In a habeas corpus proceeding, the New York State Division of Parole and the Superintendent of the Queensboro Correctional Facility appeal from a judgment of the Supreme Court, Queens County (Chetta, J.), dated January 20, 1987, which sustained the writ and vacated a parole revocation warrant.
Ordered that the judgment is reversed, on the law, without costs or disbursements, the petition is dismissed, the parole violation warrant is reinstated, and that the matter is remitted to the New York State Division of Parole for further proceedings.
There is no requirement in Executive Law § 259-i (3) that a parole officer must prepare a violation of release report within 30 days after a parolee reports that he has been arrested on a new charge.

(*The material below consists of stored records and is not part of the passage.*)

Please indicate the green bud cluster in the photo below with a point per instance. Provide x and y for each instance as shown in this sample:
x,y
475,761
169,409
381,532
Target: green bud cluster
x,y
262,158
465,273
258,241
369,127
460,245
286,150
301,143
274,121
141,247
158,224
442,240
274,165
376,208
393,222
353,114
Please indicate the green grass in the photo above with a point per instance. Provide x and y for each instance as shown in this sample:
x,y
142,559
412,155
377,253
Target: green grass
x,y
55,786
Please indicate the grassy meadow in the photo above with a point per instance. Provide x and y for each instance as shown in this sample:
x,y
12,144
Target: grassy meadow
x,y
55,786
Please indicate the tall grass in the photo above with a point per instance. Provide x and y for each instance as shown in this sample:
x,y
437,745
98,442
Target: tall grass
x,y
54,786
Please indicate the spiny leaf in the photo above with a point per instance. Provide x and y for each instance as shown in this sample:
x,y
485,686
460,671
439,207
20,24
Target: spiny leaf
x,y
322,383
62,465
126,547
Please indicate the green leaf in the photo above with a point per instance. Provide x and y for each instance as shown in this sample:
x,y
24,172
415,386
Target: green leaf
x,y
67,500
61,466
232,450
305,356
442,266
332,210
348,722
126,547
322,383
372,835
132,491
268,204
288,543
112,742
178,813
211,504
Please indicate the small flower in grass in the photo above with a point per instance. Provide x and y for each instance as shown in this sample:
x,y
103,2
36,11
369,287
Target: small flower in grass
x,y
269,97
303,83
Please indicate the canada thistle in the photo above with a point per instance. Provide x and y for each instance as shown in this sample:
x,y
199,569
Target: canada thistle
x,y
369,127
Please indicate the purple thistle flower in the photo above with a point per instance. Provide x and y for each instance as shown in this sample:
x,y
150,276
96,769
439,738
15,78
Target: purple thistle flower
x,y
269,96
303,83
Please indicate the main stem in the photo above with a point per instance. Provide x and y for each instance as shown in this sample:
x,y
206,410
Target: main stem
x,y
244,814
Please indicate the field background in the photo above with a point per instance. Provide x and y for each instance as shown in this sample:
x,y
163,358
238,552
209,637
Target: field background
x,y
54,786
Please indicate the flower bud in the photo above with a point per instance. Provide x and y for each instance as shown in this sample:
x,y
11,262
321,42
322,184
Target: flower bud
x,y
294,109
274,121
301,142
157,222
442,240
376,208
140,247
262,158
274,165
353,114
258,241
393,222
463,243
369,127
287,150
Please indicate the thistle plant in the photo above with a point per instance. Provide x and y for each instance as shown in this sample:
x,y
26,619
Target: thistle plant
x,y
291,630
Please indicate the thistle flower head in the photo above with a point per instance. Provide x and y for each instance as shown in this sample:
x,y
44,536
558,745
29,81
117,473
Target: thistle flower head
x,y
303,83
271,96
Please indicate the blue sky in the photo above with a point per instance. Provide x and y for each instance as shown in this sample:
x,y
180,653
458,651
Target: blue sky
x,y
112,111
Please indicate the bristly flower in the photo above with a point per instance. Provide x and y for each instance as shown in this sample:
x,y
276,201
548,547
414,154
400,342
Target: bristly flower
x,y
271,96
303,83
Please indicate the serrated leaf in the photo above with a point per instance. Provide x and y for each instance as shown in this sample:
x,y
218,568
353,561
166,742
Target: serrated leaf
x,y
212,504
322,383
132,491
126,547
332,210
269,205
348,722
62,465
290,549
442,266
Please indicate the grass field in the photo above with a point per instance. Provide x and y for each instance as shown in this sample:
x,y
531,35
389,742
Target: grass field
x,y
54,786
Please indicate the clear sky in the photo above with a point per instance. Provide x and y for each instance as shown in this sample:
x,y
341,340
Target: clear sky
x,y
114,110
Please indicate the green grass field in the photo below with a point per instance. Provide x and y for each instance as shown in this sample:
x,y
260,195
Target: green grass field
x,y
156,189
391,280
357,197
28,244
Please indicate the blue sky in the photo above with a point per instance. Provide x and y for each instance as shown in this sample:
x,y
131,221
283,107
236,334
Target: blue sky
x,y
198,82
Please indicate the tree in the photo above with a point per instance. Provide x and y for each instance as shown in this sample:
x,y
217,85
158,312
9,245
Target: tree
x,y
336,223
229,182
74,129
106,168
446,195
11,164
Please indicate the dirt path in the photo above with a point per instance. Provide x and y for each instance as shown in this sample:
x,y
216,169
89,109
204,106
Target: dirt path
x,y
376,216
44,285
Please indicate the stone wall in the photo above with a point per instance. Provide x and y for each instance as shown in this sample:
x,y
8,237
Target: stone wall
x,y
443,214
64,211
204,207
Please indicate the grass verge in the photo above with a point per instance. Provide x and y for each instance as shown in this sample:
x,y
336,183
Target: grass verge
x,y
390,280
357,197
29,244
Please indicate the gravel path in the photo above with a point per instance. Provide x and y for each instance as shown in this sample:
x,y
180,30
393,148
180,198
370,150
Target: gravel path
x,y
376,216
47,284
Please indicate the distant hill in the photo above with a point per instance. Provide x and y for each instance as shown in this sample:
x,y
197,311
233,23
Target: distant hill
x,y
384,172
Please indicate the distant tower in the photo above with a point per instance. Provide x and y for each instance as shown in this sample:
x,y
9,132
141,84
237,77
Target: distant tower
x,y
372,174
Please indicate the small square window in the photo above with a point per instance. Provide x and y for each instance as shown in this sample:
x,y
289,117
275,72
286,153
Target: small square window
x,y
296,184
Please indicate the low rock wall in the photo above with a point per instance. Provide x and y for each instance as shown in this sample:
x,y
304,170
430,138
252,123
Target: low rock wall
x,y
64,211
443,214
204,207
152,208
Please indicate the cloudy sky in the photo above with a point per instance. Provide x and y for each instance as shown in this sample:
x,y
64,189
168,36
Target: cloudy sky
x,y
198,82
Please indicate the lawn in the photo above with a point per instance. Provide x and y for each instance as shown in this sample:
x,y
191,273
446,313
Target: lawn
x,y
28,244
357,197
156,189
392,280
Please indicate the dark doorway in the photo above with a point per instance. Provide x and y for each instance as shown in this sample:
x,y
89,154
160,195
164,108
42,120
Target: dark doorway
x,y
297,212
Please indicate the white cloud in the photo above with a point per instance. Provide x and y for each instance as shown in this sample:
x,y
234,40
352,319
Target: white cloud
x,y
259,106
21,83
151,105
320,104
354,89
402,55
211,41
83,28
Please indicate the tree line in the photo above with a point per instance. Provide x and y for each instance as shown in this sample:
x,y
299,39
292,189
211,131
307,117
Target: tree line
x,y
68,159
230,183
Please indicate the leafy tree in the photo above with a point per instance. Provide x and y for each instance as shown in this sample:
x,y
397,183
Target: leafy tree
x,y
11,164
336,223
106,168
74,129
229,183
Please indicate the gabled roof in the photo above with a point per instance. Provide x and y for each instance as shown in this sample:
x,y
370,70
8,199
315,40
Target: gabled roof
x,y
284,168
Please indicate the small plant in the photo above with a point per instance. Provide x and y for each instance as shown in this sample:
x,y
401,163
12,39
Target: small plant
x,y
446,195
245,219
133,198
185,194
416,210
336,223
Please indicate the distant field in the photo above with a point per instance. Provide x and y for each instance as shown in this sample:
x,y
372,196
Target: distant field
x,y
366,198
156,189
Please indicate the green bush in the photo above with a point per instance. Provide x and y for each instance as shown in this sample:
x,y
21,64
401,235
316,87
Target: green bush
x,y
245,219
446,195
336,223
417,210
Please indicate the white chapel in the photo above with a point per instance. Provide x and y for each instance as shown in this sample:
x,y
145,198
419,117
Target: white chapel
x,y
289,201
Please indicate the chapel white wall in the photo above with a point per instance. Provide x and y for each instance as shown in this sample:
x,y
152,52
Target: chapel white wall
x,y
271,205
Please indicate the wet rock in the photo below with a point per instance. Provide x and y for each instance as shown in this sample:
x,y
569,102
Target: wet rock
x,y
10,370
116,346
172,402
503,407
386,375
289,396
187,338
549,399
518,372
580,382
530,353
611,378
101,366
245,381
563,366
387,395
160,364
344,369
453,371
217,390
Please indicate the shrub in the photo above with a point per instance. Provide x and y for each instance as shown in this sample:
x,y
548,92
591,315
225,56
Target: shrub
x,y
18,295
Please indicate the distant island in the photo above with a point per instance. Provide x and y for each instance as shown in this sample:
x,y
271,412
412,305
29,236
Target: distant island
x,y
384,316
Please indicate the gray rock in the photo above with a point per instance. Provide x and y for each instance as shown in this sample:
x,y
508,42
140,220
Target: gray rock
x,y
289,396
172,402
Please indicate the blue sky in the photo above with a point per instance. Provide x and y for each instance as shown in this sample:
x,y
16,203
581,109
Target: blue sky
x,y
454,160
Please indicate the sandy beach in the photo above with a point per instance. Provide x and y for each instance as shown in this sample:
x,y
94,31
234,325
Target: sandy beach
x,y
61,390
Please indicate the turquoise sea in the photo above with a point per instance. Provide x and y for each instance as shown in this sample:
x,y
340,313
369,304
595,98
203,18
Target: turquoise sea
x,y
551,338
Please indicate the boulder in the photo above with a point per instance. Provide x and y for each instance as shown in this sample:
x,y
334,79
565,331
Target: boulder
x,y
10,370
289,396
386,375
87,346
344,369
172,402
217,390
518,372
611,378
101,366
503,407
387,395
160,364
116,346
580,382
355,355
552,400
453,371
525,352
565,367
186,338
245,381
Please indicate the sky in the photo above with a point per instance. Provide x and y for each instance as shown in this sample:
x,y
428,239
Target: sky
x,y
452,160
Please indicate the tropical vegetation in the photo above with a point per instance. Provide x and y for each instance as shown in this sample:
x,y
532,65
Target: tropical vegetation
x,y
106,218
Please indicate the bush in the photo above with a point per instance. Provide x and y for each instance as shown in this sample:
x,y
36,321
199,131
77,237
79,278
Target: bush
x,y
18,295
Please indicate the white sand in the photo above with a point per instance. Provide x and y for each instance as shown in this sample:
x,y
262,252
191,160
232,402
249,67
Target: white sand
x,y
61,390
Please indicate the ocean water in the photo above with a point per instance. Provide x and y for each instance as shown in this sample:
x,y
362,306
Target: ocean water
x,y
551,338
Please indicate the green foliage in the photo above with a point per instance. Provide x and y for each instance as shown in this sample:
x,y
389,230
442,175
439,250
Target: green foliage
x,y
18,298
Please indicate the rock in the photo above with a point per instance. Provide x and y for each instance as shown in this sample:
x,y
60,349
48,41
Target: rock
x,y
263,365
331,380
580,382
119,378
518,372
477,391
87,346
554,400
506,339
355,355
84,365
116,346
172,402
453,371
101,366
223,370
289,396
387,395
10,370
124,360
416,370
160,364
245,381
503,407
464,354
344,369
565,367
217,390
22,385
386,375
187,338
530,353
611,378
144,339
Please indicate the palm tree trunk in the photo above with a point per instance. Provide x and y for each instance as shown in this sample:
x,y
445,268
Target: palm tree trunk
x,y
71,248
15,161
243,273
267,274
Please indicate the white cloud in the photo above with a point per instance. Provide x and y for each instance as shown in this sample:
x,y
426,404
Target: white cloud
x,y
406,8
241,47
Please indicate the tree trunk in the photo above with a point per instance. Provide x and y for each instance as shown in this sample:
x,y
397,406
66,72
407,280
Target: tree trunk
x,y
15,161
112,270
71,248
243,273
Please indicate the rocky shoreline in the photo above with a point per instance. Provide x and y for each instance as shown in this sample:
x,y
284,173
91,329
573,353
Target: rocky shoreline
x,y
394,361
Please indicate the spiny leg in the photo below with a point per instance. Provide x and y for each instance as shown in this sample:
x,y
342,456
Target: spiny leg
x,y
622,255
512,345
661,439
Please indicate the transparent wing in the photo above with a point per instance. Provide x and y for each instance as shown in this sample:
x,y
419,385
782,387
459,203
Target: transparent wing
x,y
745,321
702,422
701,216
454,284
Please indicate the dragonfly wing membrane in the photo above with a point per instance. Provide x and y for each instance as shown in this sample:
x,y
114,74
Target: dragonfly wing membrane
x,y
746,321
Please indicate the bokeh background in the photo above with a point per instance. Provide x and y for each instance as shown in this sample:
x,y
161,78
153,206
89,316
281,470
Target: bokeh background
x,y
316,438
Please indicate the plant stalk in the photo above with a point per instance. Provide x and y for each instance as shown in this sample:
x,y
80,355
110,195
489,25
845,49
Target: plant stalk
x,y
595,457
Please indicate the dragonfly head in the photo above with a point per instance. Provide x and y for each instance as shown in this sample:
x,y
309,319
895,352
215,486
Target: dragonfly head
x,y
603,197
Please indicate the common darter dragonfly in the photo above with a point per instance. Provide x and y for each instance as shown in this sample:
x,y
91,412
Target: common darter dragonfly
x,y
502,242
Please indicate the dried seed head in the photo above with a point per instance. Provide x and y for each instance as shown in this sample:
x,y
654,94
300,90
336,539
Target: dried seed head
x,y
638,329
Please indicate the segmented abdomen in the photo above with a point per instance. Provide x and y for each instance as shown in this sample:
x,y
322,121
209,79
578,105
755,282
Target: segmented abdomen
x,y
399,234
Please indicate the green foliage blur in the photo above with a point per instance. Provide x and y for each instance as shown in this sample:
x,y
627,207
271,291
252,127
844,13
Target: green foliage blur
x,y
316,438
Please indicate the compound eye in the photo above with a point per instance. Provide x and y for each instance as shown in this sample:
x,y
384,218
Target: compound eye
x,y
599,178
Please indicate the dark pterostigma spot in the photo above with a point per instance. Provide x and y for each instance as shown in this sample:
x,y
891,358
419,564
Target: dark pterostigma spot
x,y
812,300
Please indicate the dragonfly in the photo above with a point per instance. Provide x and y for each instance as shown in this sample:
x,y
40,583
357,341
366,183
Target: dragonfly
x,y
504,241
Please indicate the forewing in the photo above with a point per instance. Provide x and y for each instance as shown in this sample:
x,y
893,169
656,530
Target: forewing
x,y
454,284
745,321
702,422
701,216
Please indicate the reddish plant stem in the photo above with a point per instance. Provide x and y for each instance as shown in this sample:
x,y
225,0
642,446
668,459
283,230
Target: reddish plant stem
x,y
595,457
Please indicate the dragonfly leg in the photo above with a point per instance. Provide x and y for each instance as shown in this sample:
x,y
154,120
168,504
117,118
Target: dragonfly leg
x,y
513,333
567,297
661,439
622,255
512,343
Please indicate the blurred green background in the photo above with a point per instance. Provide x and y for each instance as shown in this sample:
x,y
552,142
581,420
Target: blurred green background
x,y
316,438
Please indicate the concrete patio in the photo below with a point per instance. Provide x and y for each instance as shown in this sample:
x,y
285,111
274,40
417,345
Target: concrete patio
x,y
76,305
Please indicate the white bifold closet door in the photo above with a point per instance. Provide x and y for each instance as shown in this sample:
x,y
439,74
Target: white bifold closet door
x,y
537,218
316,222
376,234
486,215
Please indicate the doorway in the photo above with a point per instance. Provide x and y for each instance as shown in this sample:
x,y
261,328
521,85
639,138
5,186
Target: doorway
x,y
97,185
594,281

The regulations promulgated pursuant to Executive Law § 259-c (4) similarly contain no such requirement (see, 9 NYCRR 8000.1 et seq.). The internal guidelines established by the New York State Division of Parole are not promulgated pursuant to an express grant of legislative authority (cf., Matter of Lehman v Board of Educ., 82 AD2d 832) and do not have the force of law. We therefore disapprove of the contrary holdings expressed in People ex rel. Vallejo v New York State Bd. of Parole (130 Misc 2d 488) and People ex rel. Thompson v Wilmot (124 Misc 2d 688).
The judgment under review should therefore be reversed, the petition for a writ of habeas corpus should be dismissed, and the matter should be remitted to the New York State Division of Parole for further parole revocation proceedings. Mangano, J. P., Lawrence, Spatt and Balletta, JJ., concur.